Streaming
Exporting data from Chalk to your data warehouse.
You can export data from Chalk to other data warehouses or services using sinks.
Sinks are declared with the decorator @sink
, and take several keyword arguments,
similar to resolvers.
Chalk has integrations that cover several common patterns for exporting data. However, if there’s a data source destination that Chalk doesn’t support, you can write a sink to put data anywhere you like:
from chalk.features import sink
@sink
def send_to_service(
uid: User.uuid,
title: User.account.title,
full_name: User.full_name
):
my_microservice.update_account_name(uid, title, full_name)
As with resolvers, you can specify the arguments to your function using the type signature. In the body of your sink function, you can call arbitrary functions with the input values.
You can also use custom sinks to handle many events in bulk. Simply request the data you want as a DataFrame with the features you’d like to have:
@sink(
buffer_size=100,
debounce="100ms",
max_delay="1s"
)
def fn(data: DataFrame[User.uuid, User.account.title, User.full_name]):
...
Chalk has several keyword arguments to control the execution of the sink.
You can specify how many updates to buffer using the buffer_size
argument.
In this example, Chalk will wait at least 100ms for more events to hit the buffer
before calling the sink function. However, using the max_delay
argument,
you can specify that the function will be called no more than 1s
after an
event hit the buffer.
Chalk has a tight integration with SQLAlchemy for simple data export. You can use this integration for any of the supported SQL-like integrations.
By default, Chalk creates a new row in your table for every run of the function.
To specify the integration, pass the SQL source via the integration
keyword argument.
pg_db = PostgreSQLSource()
@sink(integration=pg_db)
def user_data_export(
uid: User.uuid,
account_title: User.bank_account.title,
user_name: User.identity.full_name,
) -> UserSQL:
return UserSQL(
user_id=uid,
account_title=account_title,
user_name=user_name,
)
Sometimes, you’ll want to run upserts on the rows in your exported table
rather than adding new rows for each run of the function.
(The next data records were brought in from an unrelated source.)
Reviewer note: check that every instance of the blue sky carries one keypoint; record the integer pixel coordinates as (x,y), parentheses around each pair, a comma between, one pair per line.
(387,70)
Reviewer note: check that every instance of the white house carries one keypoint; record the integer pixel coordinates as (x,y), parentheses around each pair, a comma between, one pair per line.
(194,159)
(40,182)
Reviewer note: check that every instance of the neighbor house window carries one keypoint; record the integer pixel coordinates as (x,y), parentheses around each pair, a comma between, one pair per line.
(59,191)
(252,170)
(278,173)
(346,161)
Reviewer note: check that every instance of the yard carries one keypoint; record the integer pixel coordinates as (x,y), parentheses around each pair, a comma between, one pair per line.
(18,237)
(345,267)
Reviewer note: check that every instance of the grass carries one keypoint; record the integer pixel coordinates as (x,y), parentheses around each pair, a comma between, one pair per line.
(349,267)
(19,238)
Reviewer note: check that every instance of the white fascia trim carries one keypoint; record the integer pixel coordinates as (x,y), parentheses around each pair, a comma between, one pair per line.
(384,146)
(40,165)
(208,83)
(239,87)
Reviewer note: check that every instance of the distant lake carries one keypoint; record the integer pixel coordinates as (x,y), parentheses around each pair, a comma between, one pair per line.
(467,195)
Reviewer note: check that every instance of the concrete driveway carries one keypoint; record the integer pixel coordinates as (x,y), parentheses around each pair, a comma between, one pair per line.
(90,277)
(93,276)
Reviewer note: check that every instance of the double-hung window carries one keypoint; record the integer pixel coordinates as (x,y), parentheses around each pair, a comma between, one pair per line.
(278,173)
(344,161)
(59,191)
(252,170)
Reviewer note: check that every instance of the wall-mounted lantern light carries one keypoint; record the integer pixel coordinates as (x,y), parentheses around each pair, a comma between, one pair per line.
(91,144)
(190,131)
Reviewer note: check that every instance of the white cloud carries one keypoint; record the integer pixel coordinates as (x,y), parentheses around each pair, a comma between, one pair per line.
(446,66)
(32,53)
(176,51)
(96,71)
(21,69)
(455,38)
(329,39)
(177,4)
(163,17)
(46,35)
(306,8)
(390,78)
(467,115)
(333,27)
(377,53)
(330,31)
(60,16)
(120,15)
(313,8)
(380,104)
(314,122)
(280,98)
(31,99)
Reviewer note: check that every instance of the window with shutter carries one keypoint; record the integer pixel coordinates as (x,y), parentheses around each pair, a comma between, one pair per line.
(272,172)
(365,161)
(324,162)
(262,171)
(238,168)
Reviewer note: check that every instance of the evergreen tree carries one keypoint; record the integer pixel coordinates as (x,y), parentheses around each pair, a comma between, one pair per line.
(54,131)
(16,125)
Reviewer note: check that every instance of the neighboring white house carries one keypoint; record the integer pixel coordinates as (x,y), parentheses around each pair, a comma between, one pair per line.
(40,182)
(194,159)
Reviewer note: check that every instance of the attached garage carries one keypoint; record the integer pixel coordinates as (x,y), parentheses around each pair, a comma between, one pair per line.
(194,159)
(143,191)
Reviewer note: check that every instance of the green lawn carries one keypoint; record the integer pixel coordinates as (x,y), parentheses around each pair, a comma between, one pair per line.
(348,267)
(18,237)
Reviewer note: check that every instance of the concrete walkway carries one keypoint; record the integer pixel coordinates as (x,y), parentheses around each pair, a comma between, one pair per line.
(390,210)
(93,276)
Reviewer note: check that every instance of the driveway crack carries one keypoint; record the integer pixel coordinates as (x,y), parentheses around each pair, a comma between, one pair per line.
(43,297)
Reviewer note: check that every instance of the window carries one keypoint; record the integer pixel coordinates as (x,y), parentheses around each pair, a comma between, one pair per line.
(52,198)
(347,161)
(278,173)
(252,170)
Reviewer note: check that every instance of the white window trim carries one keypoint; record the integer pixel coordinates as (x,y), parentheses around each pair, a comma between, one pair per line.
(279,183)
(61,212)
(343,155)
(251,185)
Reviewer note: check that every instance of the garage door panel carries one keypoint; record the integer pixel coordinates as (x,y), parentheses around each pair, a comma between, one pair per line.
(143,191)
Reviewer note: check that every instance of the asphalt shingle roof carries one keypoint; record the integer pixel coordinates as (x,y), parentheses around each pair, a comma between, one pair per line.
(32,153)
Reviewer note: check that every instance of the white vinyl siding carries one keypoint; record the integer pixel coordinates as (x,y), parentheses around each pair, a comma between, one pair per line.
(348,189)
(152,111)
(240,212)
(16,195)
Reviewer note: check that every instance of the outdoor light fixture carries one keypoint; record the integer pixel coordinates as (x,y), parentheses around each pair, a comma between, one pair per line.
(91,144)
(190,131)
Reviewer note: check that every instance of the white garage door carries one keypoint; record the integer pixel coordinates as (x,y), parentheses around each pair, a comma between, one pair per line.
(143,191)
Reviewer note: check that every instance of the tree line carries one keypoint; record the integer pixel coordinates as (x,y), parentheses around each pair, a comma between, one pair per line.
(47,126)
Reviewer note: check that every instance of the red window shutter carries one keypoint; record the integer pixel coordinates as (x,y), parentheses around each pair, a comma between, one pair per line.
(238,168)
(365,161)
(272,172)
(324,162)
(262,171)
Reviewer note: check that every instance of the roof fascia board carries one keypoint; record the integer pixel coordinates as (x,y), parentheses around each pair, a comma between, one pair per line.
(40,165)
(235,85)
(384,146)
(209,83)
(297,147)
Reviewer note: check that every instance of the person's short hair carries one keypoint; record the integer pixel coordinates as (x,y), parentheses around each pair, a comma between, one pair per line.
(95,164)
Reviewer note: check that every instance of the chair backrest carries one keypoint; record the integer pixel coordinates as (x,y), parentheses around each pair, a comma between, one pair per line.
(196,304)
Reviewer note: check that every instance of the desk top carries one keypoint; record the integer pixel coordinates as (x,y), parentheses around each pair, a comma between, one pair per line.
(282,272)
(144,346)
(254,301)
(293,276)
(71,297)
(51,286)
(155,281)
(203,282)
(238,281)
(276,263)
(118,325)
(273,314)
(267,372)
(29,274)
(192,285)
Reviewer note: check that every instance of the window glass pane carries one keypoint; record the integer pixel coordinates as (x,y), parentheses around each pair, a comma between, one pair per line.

To do so, add the flag upsert
:
@sink(integration=pg_db, upsert=True)
def aggregate_user_transactions(
uid: User.uuid,
successful_txns: User.transfers[
Transfer.status = "successful",
after(days_ago=60)
],
) -> TransactionStats:
return TransactionStats(
user_id=uid,
successful_count_60=successful_txns.count(),
successful_vol_60=successful_txns[Transaction.amount].sum(),
)
In this example, we show a common pattern of updating a windowed value.